Ou ces reproductions de scènes pornographiques par des modèles habillés, au visage inexpressif.
Il serait faux pourtant de voir dans ce volume un carnet de projets ou un réservoir d’idées pour des réalisations à venir. L’art conceptuel se réduit ici au concept qui ne se déplie ou déploie que dans notre esprit, lequel, instruit par le postmodernisme littéraire et les dispositifs de l’art contemporain, se passe très bien de l’objet pour jouir de sa représentation : « Un blouson en vache folle » ou « Une grande chaise (...) entourée de plusieurs petites tables ». La formule magique suffit, le prodige accompli serait superflu, voire redondant.
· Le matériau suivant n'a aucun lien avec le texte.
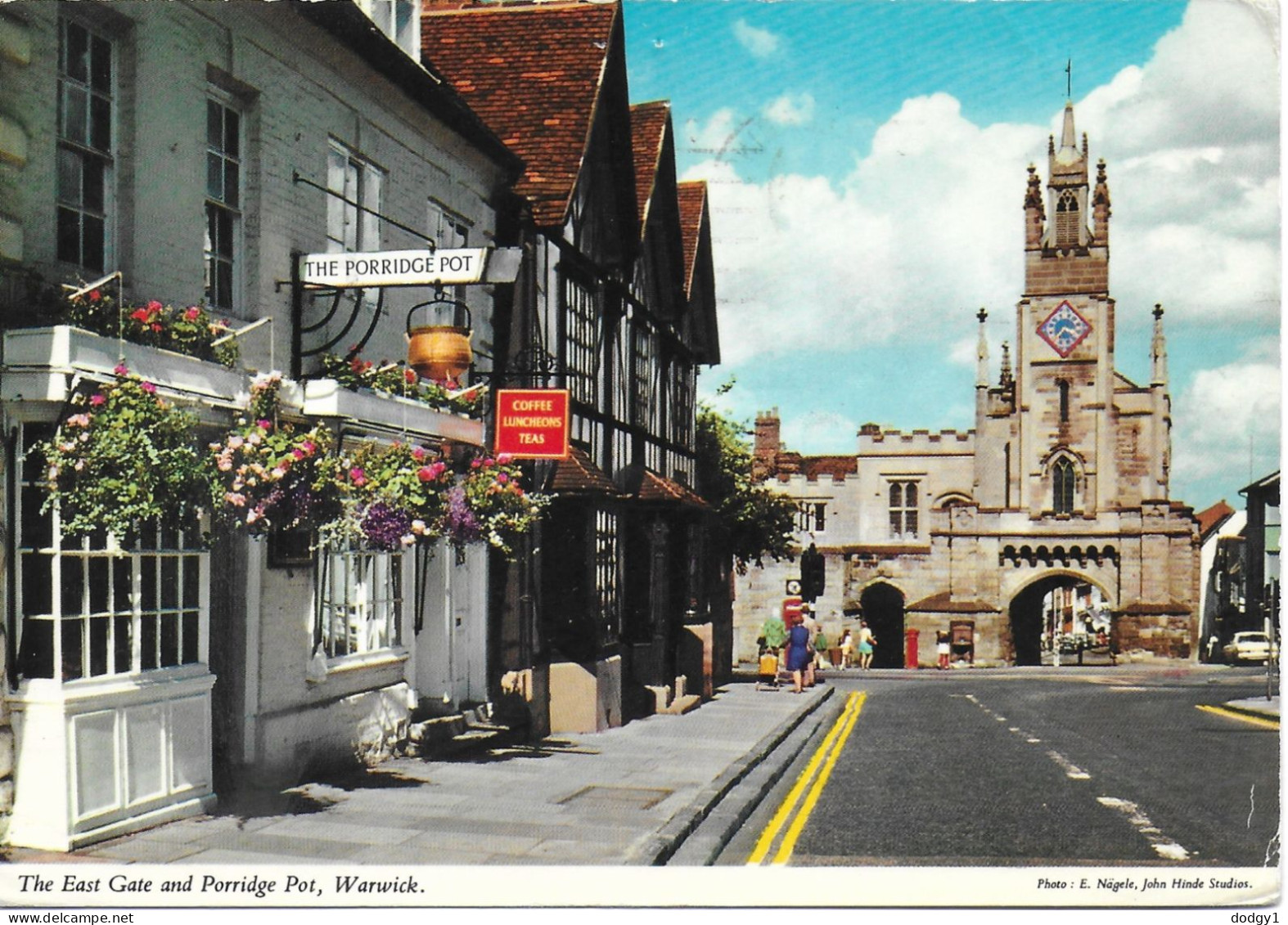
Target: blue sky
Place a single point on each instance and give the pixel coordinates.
(867, 165)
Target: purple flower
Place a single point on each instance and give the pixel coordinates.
(385, 527)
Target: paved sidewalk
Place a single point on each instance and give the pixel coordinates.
(623, 797)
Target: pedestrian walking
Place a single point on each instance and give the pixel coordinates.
(798, 653)
(866, 644)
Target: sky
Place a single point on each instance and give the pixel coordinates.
(867, 165)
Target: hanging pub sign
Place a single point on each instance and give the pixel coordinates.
(423, 267)
(532, 424)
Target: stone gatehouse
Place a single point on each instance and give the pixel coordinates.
(1063, 483)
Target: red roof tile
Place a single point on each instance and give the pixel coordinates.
(534, 74)
(693, 204)
(648, 132)
(579, 475)
(1212, 518)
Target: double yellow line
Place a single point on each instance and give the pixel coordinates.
(813, 779)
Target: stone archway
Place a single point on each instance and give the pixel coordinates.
(882, 610)
(1028, 615)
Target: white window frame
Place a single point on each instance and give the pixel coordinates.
(904, 514)
(84, 150)
(224, 199)
(148, 614)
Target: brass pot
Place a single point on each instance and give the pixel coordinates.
(439, 352)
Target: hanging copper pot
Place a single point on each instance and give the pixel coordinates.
(441, 352)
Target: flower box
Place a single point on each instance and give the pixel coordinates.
(36, 359)
(327, 397)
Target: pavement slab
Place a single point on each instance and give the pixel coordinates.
(625, 795)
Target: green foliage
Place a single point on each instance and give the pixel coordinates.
(759, 523)
(188, 331)
(266, 476)
(774, 632)
(124, 457)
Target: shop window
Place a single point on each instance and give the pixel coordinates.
(85, 144)
(98, 606)
(903, 510)
(359, 599)
(581, 339)
(223, 202)
(812, 516)
(1063, 482)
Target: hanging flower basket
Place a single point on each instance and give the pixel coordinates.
(267, 475)
(124, 456)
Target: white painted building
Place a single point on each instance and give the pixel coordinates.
(195, 148)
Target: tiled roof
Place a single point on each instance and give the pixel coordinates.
(693, 202)
(648, 132)
(1212, 518)
(579, 475)
(534, 72)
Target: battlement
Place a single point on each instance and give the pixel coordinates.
(919, 442)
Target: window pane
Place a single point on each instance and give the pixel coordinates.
(190, 637)
(75, 115)
(121, 653)
(98, 644)
(72, 586)
(98, 586)
(101, 123)
(101, 69)
(74, 649)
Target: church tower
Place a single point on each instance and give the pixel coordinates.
(1064, 381)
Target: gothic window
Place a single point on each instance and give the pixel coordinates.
(812, 516)
(903, 510)
(1063, 478)
(85, 146)
(580, 341)
(1067, 219)
(350, 224)
(102, 605)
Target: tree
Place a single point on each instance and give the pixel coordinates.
(756, 521)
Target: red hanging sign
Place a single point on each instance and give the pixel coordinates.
(532, 424)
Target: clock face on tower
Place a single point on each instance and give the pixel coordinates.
(1064, 330)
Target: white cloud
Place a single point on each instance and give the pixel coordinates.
(819, 433)
(1227, 422)
(789, 110)
(762, 43)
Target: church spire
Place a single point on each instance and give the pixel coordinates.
(1158, 350)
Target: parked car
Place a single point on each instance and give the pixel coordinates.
(1248, 646)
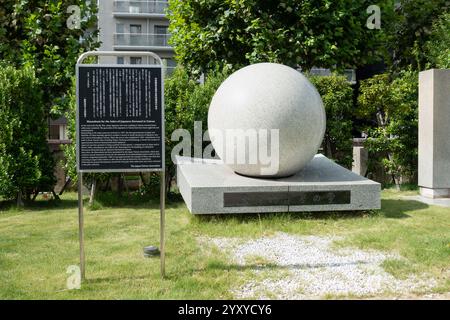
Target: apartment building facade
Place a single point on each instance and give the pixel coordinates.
(134, 25)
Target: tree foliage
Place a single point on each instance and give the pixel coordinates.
(26, 164)
(394, 103)
(410, 30)
(438, 47)
(186, 102)
(35, 33)
(337, 96)
(325, 33)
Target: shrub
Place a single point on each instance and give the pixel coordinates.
(186, 102)
(337, 96)
(26, 164)
(393, 102)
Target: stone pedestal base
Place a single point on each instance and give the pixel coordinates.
(210, 187)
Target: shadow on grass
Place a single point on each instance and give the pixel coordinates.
(398, 208)
(40, 205)
(249, 217)
(102, 201)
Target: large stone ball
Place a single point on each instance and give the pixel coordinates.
(267, 96)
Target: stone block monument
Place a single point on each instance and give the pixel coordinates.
(266, 123)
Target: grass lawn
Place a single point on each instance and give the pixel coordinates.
(37, 244)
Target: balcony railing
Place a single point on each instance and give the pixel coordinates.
(141, 40)
(136, 7)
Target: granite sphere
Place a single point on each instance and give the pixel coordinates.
(264, 97)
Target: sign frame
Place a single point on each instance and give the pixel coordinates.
(78, 151)
(163, 148)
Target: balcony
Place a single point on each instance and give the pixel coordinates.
(124, 41)
(140, 8)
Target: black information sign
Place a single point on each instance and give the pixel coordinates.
(119, 120)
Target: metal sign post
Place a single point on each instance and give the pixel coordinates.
(120, 125)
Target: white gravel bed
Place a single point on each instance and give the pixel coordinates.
(311, 267)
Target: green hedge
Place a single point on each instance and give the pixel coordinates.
(392, 142)
(337, 96)
(26, 164)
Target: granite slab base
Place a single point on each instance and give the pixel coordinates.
(211, 187)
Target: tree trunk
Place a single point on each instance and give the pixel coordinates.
(93, 187)
(120, 185)
(20, 199)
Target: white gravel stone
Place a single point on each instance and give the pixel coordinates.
(316, 269)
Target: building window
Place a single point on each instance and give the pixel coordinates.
(120, 34)
(161, 36)
(161, 29)
(135, 7)
(135, 60)
(120, 28)
(135, 28)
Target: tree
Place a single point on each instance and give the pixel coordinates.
(26, 164)
(35, 33)
(410, 30)
(438, 47)
(330, 34)
(337, 96)
(393, 140)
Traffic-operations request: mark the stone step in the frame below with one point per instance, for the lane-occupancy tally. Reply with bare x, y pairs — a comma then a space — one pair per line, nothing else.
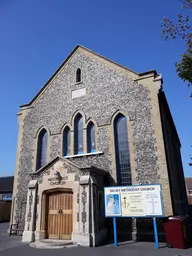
52, 244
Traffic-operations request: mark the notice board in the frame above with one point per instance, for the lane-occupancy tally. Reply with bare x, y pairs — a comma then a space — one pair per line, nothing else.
134, 201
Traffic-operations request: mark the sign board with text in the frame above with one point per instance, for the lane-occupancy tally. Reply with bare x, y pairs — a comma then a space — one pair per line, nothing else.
134, 201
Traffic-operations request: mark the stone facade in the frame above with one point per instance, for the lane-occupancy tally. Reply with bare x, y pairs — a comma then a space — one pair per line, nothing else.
109, 89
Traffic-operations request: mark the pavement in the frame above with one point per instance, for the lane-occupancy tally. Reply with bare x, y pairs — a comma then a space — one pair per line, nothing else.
13, 245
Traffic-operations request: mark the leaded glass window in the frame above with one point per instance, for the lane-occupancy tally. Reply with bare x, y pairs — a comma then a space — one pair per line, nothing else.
79, 134
122, 151
42, 149
66, 141
78, 75
91, 145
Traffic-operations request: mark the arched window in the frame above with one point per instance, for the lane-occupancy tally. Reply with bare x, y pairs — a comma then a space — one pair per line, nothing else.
42, 149
78, 75
66, 141
78, 134
122, 151
91, 145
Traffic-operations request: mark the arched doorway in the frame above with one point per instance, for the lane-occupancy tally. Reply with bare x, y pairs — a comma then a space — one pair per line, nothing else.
59, 215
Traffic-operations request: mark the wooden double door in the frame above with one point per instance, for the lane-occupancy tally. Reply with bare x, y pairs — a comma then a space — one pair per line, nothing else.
59, 215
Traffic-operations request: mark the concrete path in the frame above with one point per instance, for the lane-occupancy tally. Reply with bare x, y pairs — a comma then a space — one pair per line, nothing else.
13, 246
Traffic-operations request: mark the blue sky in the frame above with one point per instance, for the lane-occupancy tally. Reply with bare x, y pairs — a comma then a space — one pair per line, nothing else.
36, 36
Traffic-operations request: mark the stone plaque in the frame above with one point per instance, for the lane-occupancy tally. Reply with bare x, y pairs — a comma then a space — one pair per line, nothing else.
78, 93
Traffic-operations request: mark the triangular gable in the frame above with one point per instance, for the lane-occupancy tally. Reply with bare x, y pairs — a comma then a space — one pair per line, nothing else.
78, 47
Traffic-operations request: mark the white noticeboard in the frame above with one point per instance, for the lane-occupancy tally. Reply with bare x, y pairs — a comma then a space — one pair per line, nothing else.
134, 201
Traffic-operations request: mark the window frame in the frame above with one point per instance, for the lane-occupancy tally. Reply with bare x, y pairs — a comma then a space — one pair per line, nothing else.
91, 126
78, 76
122, 161
77, 141
66, 133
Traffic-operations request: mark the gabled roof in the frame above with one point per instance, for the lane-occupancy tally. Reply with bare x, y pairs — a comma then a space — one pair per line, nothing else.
69, 57
6, 184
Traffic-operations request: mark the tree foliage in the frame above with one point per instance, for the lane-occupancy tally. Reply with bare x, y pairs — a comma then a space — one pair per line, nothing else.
182, 29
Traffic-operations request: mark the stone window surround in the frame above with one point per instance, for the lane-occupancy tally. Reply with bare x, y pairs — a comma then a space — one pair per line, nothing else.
85, 154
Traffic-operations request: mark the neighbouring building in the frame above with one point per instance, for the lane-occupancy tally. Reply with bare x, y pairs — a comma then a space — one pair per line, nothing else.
6, 190
95, 123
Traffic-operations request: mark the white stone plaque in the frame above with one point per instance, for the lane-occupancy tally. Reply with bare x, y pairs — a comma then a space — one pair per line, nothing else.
78, 93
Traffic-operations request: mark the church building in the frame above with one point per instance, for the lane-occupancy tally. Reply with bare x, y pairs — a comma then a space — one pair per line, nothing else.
94, 124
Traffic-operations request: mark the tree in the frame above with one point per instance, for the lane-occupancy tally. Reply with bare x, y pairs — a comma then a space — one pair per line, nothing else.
182, 29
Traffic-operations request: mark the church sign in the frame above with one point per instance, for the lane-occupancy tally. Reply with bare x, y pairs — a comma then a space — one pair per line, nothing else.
134, 201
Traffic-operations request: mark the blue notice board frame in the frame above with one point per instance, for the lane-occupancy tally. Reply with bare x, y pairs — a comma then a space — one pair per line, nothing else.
118, 214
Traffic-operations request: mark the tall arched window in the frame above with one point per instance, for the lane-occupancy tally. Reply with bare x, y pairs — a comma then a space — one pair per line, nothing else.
78, 75
91, 145
42, 149
122, 151
66, 141
78, 134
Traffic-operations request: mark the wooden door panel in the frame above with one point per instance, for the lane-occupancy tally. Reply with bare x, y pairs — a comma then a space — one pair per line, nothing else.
60, 216
53, 216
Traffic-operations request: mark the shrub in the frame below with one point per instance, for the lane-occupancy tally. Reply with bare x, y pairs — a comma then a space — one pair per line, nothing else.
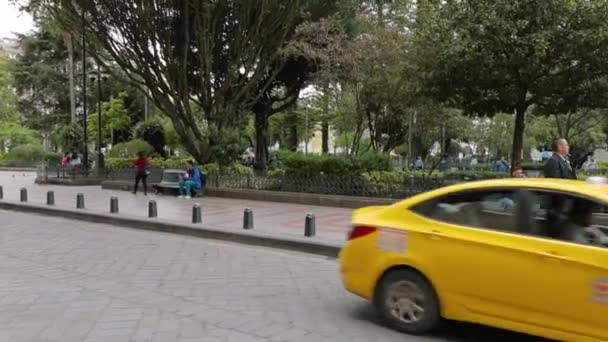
51, 158
130, 149
295, 163
238, 169
373, 161
153, 133
70, 138
275, 173
26, 155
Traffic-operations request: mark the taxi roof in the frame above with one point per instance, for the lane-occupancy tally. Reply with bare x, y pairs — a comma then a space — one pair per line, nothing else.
597, 191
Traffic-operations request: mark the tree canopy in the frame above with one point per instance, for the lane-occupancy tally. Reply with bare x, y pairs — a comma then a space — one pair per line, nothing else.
506, 56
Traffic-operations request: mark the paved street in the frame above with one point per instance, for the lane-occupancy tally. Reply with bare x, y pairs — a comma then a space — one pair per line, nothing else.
222, 213
64, 280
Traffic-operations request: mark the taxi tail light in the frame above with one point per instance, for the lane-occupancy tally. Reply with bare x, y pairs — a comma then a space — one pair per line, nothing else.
361, 231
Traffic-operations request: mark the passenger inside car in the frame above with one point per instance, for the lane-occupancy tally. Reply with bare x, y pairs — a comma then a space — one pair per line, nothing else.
578, 221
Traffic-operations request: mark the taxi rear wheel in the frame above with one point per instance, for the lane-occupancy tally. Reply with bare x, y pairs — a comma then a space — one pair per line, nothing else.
408, 303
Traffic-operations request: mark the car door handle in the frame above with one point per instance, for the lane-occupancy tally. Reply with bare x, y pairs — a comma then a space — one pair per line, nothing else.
554, 255
436, 235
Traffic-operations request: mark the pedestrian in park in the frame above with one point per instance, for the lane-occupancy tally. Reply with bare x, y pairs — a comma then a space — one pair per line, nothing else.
191, 179
65, 159
518, 172
141, 172
75, 160
559, 166
500, 165
419, 165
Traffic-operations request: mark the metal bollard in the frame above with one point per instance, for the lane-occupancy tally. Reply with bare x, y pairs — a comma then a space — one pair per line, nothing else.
152, 209
50, 198
248, 219
310, 226
23, 195
80, 201
197, 215
114, 205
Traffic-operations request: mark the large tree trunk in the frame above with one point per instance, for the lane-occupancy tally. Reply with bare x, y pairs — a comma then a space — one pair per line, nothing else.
518, 136
261, 141
325, 136
292, 131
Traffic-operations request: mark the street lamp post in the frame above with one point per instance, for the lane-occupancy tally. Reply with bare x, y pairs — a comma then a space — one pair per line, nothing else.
99, 77
85, 153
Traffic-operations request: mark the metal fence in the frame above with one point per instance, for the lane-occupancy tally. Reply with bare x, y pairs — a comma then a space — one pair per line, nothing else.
344, 186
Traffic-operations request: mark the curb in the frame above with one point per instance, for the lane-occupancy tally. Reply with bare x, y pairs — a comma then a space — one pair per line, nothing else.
249, 237
18, 169
321, 200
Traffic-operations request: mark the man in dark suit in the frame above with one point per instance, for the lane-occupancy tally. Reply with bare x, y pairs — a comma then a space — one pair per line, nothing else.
558, 166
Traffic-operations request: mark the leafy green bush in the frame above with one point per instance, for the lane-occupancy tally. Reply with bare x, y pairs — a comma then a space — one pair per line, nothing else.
51, 158
238, 169
533, 166
373, 161
70, 138
130, 149
275, 173
295, 163
26, 155
153, 133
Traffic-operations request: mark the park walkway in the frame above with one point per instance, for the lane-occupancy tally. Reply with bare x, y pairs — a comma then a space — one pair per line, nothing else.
220, 213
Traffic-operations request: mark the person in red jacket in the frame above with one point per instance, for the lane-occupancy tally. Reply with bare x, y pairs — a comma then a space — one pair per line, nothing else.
141, 172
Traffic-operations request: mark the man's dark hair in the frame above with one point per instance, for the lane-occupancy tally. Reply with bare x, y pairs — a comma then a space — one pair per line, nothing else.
555, 143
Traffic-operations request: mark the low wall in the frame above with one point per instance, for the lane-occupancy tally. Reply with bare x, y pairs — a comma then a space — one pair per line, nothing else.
17, 169
69, 181
276, 196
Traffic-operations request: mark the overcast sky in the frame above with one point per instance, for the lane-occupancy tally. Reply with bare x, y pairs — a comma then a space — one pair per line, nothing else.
11, 20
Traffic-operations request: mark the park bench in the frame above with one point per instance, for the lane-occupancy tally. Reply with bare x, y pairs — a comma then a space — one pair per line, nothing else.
169, 183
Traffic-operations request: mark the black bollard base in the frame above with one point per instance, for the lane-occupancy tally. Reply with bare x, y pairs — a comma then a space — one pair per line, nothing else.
197, 215
80, 201
310, 226
248, 219
23, 195
152, 209
50, 198
114, 205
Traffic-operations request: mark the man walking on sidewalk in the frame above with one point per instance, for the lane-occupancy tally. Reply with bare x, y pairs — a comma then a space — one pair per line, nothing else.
559, 166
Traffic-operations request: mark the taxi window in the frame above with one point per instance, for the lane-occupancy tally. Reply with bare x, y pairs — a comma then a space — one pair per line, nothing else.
571, 218
488, 209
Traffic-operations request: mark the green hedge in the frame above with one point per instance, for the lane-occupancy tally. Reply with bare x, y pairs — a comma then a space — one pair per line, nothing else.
300, 164
178, 163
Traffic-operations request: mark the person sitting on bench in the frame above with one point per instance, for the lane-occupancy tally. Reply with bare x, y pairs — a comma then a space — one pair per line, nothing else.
191, 179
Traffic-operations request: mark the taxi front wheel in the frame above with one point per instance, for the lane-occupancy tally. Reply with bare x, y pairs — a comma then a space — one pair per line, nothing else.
408, 303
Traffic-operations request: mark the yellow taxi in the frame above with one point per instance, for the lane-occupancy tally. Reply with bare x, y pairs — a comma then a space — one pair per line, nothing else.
528, 255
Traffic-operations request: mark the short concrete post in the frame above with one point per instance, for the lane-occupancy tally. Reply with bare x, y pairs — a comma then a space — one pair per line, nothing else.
50, 198
248, 219
80, 201
152, 209
310, 226
197, 215
114, 205
23, 195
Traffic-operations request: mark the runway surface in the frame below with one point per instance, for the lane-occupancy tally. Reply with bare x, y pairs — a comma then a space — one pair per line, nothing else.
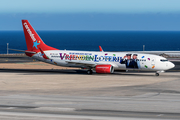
71, 94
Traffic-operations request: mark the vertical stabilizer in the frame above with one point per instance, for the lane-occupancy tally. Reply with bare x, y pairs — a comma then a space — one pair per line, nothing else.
33, 41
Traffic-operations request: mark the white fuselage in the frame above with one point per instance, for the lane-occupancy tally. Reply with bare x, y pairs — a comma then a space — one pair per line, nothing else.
89, 59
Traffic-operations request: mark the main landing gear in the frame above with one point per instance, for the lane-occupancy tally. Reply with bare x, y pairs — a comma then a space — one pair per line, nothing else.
89, 72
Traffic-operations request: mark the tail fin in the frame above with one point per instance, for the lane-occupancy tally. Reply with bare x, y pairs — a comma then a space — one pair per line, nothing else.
100, 48
33, 41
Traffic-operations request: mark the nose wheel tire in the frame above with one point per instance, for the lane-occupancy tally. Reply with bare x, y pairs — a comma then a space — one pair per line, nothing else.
157, 74
89, 72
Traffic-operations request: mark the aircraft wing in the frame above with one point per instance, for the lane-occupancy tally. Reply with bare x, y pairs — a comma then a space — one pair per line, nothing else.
82, 63
22, 51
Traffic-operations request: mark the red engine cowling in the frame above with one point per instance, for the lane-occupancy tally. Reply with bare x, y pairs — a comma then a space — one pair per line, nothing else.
104, 69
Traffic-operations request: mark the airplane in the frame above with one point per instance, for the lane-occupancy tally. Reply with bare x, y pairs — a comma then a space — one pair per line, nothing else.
99, 61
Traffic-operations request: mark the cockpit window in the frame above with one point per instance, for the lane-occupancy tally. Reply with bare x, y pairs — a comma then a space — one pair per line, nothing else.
163, 60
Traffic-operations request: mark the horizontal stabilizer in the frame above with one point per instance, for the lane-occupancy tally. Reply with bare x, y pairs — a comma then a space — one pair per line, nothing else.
22, 51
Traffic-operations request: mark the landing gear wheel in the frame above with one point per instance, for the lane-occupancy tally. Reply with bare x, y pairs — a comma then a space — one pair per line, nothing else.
157, 74
89, 72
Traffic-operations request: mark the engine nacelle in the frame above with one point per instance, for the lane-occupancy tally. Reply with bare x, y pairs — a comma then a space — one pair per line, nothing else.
104, 69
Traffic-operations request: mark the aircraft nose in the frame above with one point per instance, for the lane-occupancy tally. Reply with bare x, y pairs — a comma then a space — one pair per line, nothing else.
171, 65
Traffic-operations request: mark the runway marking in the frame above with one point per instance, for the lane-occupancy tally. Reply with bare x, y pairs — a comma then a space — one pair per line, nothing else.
16, 114
55, 109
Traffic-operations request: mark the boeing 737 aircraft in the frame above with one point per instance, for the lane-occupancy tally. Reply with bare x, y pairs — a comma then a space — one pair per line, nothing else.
100, 61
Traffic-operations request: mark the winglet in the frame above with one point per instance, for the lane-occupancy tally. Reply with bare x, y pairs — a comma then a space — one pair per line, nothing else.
100, 48
43, 54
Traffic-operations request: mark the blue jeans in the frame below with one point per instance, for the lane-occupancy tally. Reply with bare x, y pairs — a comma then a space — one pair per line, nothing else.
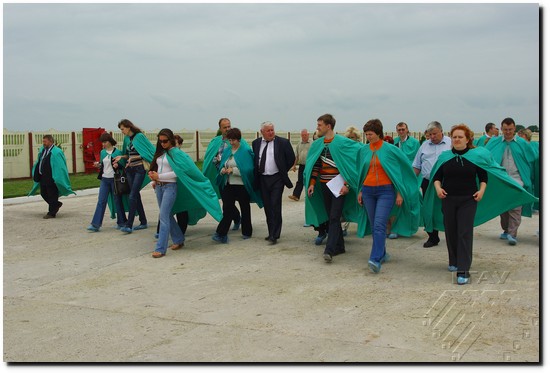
378, 202
135, 175
166, 196
106, 187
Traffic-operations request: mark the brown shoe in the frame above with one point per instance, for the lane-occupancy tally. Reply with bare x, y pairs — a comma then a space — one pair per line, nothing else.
176, 246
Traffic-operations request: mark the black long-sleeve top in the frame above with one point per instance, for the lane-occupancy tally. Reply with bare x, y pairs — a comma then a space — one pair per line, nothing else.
458, 175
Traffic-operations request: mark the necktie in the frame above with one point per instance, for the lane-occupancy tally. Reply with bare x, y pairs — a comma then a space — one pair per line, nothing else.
262, 160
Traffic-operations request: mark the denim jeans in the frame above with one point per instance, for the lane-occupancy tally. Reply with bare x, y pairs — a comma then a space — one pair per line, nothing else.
106, 187
378, 202
135, 175
166, 196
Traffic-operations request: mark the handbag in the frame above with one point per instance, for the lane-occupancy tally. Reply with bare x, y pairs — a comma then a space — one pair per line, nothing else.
122, 185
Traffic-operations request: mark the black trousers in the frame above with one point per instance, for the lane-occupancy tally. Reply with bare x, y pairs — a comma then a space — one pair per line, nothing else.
230, 195
334, 207
300, 183
458, 219
183, 221
272, 195
433, 235
50, 194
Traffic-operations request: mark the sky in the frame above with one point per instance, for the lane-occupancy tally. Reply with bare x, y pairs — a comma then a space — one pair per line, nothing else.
184, 66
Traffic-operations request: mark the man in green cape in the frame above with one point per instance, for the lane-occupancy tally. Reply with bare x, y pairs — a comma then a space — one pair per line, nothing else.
502, 193
322, 209
518, 158
398, 168
212, 161
408, 144
50, 173
195, 192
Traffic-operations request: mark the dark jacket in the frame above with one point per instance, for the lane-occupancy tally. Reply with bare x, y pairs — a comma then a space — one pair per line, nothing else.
284, 158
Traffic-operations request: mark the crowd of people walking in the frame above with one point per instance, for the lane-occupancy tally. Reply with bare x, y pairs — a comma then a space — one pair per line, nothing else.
389, 187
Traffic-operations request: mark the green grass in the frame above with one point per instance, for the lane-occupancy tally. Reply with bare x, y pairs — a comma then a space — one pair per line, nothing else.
21, 187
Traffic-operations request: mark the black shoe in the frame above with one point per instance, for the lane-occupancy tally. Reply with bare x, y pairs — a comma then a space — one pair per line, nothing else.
430, 243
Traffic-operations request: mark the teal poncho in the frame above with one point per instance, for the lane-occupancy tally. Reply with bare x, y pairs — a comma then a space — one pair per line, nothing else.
502, 193
195, 192
344, 152
409, 147
524, 157
208, 168
398, 168
244, 157
60, 173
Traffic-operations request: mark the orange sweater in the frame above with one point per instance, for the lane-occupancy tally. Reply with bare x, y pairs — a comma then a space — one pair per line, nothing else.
376, 175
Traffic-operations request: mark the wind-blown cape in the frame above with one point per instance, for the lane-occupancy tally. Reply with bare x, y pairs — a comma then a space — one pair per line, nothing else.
536, 178
60, 173
524, 157
344, 152
145, 149
398, 168
195, 192
502, 193
409, 147
208, 168
244, 157
110, 198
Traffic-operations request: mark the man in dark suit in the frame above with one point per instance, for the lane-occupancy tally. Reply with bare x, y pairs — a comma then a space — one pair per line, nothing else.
273, 157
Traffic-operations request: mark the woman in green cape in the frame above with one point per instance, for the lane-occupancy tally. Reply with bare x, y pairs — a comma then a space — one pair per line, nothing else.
136, 149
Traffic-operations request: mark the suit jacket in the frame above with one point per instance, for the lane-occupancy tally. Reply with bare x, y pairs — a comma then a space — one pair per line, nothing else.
284, 158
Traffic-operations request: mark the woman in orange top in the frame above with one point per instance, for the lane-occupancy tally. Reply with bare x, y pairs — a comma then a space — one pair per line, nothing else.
378, 195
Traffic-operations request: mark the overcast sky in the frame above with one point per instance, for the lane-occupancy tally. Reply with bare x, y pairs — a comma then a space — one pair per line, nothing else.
183, 66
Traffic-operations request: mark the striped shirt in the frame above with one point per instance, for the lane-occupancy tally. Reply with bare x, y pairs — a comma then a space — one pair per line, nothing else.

Comme dans Autoportrait (P.O.L, 2005), republié en 2013 et dont il avait été question alors dans ce feuilleton, le style est délibérément neutre, clinique même. Aucune esbroufe. Edouard Levé s’épargne et nous épargne les tonnes de béton que nécessiterait la réalisation de certaines de ses installations comme il refuse les effets de style qui transformeraient son propos en fantaisie littéraire. Ses idées ne se laissent pas saisir puis accrocher aux murs des lieux d’exposition, mais la littérature ne les confisquera pas non plus.
Edouard Levé est inimitable. Son suicide en 2007 nous a aussi privés d’un point de vue unique sur le monde. Un rideau noir a été tiré devant sa fenêtre. C’est bien le réel auquel nous avons affaire que ses livres nous montrent, mais les catégories sont brouillées, les situations décontextualisées. Aucun stéréotype ne résiste. Un deuxième éclair suit celui du flash, c’est l’éclair du court-circuit qui se produit entre la photographie et sa légende. Edouard Levé propose par exemple d’éditer une revue de décoration luxueuse dans laquelle n’apparaîtraient que de modestes pavillons banalement meublés, ou de diffuser une musique « lente et ténébreuse » sur des images de danseurs effrénés. Mais encore : reconstituer des figures du folklore sans les costumes traditionnels ; mouler en cire les statues de modèles choisis au hasard dans l’annuaire puis les exposer dans un Musée des inconnus ; filmer une manifestation silencieuse hérissée de banderoles vierges de tout slogan ; construire « une maison dessinée par un enfant des ans » ; imaginer également celle qui pourrait abriter « une ambassade pour les extraterrestres ».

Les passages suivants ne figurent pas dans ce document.